Sound Blaster X-Fi XtremeGamer Fatal1ty® Professional Series
Sound Blaster X-Fi Platinum Fatal1ty Champion Series
Sound Blaster X-Fi XtremeMusic
Sound Blaster X-Fi XtremeGamer
Sound Blaster X-Fi Platinum
Sound Blaster X-Fi Fatal1ty
Sound Blaster X-Fi Elite Pro
Sound Blaster X-Fi
_Behoben:
_Behebt folgende Punkte:


System benötigt mehr als zwei Minuten zum Herunterfahren.
PowerDVD® DX 8.3 (Dell®-Version) funktioniert nicht richtig.
Durchleiten von Dolby®/DTS®-Audio an einen externen Decoder funktioniert nicht bei Windows Media Player 12.
_Anforderungen:_


Microsoft  Windows Vista® 32-Bit oder 64-Bit mit Service Pack 1 oder höher,  Windows XP Professional x64 Edition oder Windows XP mit Service Pack 2  oder höher, Windows XP Media Center Edition (MCE) 2004 oder höher
Eines der oben genannten Creative Sound Blaster X-Fi-Audiogeräte
_Bemerkungen:_


Den Treiber nicht für Sound Blaster X-Fi Xtreme Audio installieren.
So installieren Sie den Treiber
Laden Sie die Datei SBXF_PCDRV_XPVT_LB_2_18_0015.exe auf Ihre lokale Festplatte herunter.
Doppelklicken Sie auf die herunter geladene Datei.
Die Anweisungen auf dem Bildschirm befolgen.
 
Hoffe dieses Mal hat keiner vor mir den neuen Treiber gepoasted (hab Suche benutzt und nichts gefunden)^^

Gruß


----------



## potzblitz (7. März 2011)

*AW: Neue Creative Treiber für XFi und co.*

Also bei mir zeigt er immer noch 2.17.008 auf der Homepage von Creative an, egal auf welche X-Fi Version ich gehe. Hast du vielleicht mal einen direkten Link zum Download? Der Autoupdater findet auch nichts neues


----------



## violinista7000 (7. März 2011)

*AW: Neue Creative Treiber für XFi und co.*

Dieser Treiber ist sehr alt, ich habe es seit über 6 Monate... 
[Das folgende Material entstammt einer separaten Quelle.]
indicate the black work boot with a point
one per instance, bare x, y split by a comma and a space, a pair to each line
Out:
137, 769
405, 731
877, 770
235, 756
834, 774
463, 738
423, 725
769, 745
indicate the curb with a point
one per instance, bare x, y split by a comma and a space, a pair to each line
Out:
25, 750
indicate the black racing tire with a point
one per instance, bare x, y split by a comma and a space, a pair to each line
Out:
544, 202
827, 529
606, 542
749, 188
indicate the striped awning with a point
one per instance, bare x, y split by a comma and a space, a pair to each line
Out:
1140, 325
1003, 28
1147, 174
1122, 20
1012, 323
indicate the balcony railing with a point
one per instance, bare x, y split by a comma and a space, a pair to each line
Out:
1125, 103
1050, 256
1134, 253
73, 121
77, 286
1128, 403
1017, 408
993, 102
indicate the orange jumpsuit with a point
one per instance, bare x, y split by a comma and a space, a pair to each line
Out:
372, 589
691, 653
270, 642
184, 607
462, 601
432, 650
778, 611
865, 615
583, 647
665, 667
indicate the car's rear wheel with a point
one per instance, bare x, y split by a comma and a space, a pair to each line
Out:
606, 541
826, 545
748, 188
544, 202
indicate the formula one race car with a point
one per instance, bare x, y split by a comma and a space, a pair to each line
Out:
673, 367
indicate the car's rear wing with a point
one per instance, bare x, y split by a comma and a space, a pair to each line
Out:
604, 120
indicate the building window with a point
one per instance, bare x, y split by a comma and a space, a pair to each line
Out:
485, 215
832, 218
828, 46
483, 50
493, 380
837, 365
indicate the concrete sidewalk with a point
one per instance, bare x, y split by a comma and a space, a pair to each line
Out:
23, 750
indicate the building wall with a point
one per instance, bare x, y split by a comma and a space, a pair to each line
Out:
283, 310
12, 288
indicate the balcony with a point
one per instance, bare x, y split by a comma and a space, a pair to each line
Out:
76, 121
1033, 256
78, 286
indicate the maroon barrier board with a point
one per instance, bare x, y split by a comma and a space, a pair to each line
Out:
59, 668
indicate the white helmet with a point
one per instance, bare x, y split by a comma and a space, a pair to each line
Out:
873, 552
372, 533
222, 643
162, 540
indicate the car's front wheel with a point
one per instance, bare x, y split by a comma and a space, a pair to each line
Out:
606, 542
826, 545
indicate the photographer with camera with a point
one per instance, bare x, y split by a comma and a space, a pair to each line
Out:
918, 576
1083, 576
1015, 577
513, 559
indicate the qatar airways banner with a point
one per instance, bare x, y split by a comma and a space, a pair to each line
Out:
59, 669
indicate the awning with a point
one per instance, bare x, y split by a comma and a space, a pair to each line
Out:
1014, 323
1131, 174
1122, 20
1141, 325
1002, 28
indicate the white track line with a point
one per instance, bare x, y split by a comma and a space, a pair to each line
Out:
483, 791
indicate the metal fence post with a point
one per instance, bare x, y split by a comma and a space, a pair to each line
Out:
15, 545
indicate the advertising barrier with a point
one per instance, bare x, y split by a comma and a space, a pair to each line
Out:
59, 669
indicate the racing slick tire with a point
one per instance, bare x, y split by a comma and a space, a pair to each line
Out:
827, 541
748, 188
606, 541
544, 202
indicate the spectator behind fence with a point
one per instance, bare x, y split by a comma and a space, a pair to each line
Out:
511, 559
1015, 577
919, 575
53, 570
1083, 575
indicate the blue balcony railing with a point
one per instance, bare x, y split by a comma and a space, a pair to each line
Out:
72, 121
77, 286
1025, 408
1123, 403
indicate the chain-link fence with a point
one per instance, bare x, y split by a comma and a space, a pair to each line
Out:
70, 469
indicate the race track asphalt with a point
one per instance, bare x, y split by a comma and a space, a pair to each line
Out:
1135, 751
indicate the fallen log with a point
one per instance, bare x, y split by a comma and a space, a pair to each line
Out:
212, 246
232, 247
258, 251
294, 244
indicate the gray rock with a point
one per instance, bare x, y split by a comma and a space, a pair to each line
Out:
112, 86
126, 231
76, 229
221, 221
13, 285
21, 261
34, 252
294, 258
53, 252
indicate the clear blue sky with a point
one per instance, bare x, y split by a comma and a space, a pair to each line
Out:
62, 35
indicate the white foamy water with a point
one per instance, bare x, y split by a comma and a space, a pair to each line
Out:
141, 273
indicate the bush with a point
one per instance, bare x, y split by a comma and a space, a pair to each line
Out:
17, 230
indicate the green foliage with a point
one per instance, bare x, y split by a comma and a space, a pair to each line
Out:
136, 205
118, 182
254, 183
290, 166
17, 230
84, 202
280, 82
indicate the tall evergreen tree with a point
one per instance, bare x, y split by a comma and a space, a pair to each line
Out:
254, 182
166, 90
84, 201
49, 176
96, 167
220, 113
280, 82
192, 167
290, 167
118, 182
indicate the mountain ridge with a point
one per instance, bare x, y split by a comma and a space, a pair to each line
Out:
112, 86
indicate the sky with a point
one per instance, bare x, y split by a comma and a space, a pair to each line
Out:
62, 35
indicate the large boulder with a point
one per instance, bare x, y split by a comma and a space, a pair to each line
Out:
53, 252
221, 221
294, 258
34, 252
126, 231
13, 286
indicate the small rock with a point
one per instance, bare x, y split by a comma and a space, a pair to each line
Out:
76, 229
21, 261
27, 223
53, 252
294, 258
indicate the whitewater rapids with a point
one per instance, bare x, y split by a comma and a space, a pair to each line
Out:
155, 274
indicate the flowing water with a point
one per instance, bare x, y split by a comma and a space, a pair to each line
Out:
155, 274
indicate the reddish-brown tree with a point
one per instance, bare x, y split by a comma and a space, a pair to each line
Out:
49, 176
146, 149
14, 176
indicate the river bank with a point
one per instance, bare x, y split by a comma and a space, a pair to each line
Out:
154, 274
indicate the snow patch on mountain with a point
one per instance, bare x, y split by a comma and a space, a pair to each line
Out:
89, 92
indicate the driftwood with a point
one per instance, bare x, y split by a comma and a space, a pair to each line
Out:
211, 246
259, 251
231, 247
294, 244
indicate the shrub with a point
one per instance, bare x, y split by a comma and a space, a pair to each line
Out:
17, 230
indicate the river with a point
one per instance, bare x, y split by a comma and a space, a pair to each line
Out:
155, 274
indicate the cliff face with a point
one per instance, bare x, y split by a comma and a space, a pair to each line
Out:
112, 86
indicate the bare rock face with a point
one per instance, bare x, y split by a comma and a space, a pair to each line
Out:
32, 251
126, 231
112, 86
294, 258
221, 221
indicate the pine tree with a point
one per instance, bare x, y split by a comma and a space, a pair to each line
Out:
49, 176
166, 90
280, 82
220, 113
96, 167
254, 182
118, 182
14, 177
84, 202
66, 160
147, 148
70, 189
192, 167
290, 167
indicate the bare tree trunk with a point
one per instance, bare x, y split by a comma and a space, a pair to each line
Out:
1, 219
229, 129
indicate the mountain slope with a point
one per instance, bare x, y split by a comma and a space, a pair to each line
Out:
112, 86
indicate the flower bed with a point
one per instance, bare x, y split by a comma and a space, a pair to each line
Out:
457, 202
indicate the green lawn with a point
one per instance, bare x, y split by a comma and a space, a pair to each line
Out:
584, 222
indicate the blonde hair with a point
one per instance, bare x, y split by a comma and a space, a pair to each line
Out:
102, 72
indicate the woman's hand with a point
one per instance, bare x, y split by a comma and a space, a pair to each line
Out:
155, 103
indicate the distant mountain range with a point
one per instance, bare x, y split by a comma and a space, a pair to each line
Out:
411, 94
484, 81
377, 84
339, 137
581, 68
Davon würde längst berichtet...


----------



## Kubiac (7. März 2011)

*AW: Neue Creative Treiber für XFi und co.*

Für welches Betriebssystem?
Ich habe Win7 x64 und diese Treiber schon seit einem Jahr darauf.


----------



## snapstar123 (7. März 2011)

*AW: Neue Creative Treiber für XFi und co.*

Wie sieht das denn aus beim Mainboard, ich habe das DFI DK P55 mit dem Sound Blaster X-Fi Extreme Fidelity.
Funktioniert das bei meinem Board und wenn ja habe ich Vorteile durch die neuen Soundtreibern.
Würde mich über eine Antwort freuen , Mfg Snapstar


----------



## quantenslipstream (7. März 2011)

*AW: Neue Creative Treiber für XFi und co.*

Ich hab den Treiber auch drauf, kann jetzt aber keinen einzigen Unterschied zum Vorgängertreiber finden.


----------



## Basti2007 (7. März 2011)

*AW: Neue Creative Treiber für XFi und co.*



Kubiac schrieb:


> Für welches Betriebssystem?
> Ich habe Win7 x64 und diese Treiber schon seit einem Jahr darauf.



Lesen^^

_Anforderungen:_


Microsoft  Windows Vista® 32-Bit oder  64-Bit mit Service Pack 1 oder höher,  Windows XP Professional x64  Edition oder Windows XP mit Service Pack 2  oder höher, Windows XP Media  Center Edition (MCE) 2004 oder höher
Eines der oben genannten Creative Sound Blaster X-Fi-Audiogeräte


----------



## Spider1808 (7. März 2011)

*AW: Neue Creative Treiber für XFi und co.*



quantenslipstream schrieb:


> Ich hab den Treiber auch drauf, kann jetzt aber keinen einzigen Unterschied zum Vorgängertreiber finden.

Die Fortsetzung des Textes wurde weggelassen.